Error rates are only available for annotated documents, and indicate the number of mistakes the model made on each document, that is, the difference between the predictions of the model and user annotations.

Note:

The document error rate can exceed 100%, because it is calculated as follows:

Document error rate = Number of errors ÷ Total annotations

Errors include not only fields that were annotated and extracted incorrectly, but also any extra predictions the model made that have no corresponding annotation. For example, an additional row the model predicted that a reviewer did not label.

Because these extra predictions count as errors but do not add to the annotation total, the number of errors can exceed the number of annotations, resulting in an error rate above 100%.

Evaluating model performance in Measure

Note:

The Measure page updates are available in public preview.

The Measure page helps you evaluate how well a model performs on annotated documents before you deploy them. The page includes:

A field performance table that surfaces key performance metrics per field and field group.
Support for comparing performance differences between model versions, highlighting improvements or regressions.
Visibility into the distribution of error types for each taxonomy field.
Data export capabilities for custom offline analysis.

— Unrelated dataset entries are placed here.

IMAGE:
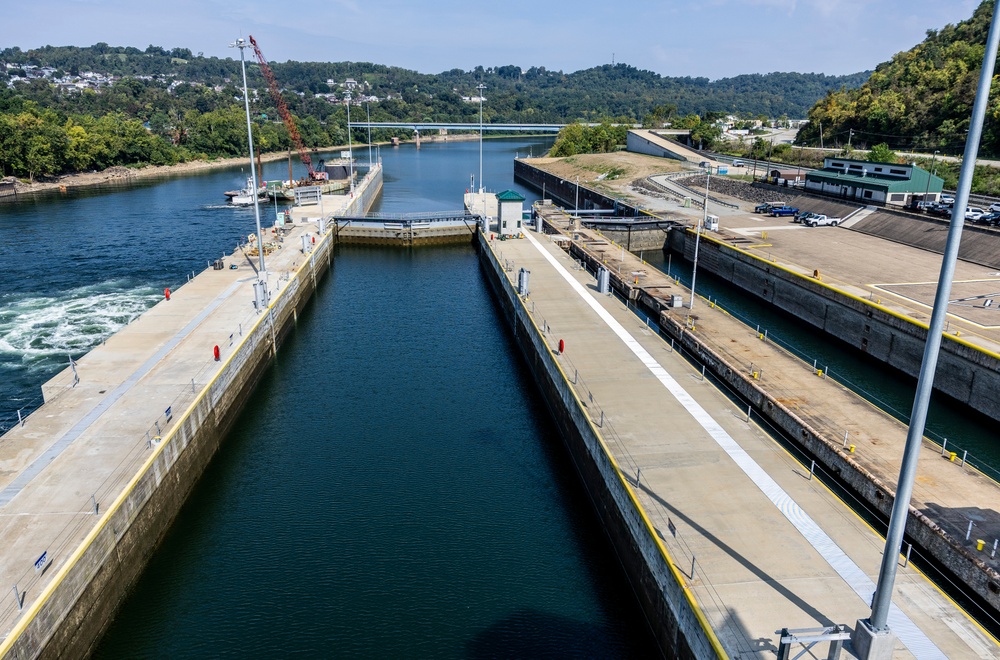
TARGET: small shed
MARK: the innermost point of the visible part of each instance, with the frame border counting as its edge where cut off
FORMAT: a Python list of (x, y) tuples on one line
[(511, 211)]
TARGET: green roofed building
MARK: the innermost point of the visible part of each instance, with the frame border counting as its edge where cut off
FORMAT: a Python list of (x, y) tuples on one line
[(866, 182), (510, 205)]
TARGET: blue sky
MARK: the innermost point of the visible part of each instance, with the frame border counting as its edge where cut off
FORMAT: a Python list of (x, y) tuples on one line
[(711, 38)]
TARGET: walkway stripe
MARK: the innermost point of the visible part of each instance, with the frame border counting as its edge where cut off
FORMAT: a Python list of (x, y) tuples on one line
[(53, 452), (908, 633)]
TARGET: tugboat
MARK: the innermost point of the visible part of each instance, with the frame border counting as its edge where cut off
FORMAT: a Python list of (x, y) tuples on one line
[(245, 196)]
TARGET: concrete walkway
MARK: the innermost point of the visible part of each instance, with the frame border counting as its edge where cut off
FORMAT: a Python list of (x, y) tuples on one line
[(763, 546), (73, 455)]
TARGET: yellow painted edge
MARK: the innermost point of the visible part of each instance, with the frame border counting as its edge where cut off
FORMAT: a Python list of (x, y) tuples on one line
[(33, 609), (851, 296), (668, 558), (874, 531), (849, 508)]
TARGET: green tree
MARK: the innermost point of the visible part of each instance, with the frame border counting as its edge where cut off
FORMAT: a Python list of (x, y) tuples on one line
[(881, 153)]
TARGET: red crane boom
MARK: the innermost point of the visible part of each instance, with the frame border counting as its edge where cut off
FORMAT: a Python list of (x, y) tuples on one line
[(286, 115)]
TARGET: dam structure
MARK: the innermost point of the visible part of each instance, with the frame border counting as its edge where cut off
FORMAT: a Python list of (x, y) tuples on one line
[(91, 480)]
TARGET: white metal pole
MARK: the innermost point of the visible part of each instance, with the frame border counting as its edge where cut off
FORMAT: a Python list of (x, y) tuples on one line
[(241, 44), (350, 145), (368, 110), (576, 202), (882, 600), (481, 87), (697, 239)]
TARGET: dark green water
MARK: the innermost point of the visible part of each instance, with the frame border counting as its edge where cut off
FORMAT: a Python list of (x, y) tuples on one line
[(394, 488), (886, 388)]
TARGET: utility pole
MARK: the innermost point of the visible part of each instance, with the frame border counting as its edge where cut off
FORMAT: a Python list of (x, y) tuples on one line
[(481, 87), (872, 637), (697, 238), (929, 175)]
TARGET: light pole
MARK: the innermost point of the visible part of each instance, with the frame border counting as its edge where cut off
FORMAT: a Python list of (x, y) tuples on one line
[(928, 186), (368, 110), (481, 87), (241, 44), (697, 238), (877, 625), (350, 145)]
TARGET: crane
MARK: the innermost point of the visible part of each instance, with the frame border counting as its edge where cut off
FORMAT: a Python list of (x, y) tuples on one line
[(286, 115)]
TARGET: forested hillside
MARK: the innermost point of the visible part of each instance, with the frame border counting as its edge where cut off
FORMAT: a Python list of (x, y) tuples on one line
[(921, 99), (164, 106)]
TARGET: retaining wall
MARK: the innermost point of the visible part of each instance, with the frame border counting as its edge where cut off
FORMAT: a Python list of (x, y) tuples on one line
[(566, 191), (928, 537), (677, 624), (969, 374), (71, 614)]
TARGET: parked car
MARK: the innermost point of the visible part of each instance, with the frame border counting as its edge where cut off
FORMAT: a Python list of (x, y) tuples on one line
[(974, 213), (765, 208), (940, 210), (820, 220), (783, 211), (991, 219)]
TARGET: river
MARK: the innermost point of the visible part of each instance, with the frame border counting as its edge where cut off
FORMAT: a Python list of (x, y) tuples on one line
[(394, 487)]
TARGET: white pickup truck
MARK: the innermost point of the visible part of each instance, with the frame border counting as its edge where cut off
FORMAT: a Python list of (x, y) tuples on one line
[(822, 221)]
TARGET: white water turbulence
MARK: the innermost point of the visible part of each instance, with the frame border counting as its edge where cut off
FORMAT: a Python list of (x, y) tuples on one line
[(41, 332)]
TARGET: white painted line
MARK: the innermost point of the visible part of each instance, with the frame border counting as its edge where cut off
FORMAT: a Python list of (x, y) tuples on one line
[(57, 448), (908, 633)]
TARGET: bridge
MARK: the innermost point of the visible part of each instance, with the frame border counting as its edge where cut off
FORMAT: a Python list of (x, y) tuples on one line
[(436, 126)]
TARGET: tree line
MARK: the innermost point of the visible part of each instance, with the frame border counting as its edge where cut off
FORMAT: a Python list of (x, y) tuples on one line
[(921, 100)]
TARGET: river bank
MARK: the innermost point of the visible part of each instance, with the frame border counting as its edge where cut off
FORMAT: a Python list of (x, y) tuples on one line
[(119, 174)]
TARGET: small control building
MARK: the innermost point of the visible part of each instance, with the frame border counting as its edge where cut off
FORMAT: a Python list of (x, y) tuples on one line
[(873, 183), (511, 211)]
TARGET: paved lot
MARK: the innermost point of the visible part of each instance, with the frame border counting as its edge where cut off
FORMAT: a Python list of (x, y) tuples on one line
[(701, 470)]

The following sections describe the main components in Measure and explain how to use them effectively when you analyze model performance.

Project summary

The summary section provides a quick, high-level view of how your current model version performs across the project. You can use it to:

Select the model version you want to evaluate.
Get an at-a-glance read on overall performance using Project score and Avg. doc error rate.
Quickly spot whether overall project performance is trending up or down when comparing against a previous version.

Project score

The Project score summarizes overall model performance.

Why it is useful

Provides a single, consistent way to track overall progress as you iterate on the taxonomy, instructions, and annotations.
Helps you quickly determine whether a model version is generally improving or regressing before drilling into specific fields.

How it is calculated

Project score is computed as the simple average of F1 scores across all fields in the taxonomy.
F1 score is a standard model performance metric that balances precision and recall, that is, the harmonic mean of the two.
At a high level:
- Precision answers: How often were the predicted values of the model correct?
- Recall answers: How much of the annotated data did the model successfully find?

Note:

The Project score is an average. Specific field-level regressions or limitations can be reviewed with the Field performance table.

Avg. doc error rate

The Avg. doc error rate is the average of the error rates for each annotated document in the project.

Why it is useful

The Avg. doc error rate provides a quick indicator of how error-prone documents are when the selected model version processes them, which helps evaluate readiness to deploy.

How it is calculated

The value is computed as the simple average of the error rate of each fully annotated document in the project.

Field performance table

The Field performance table is the primary way to analyze model performance in the Measure page. It displays one row per field or field group, along with performance and error metrics calculated across the annotated documents in the project. The table does not take into account unannotated and partially annotated documents when calculating metrics.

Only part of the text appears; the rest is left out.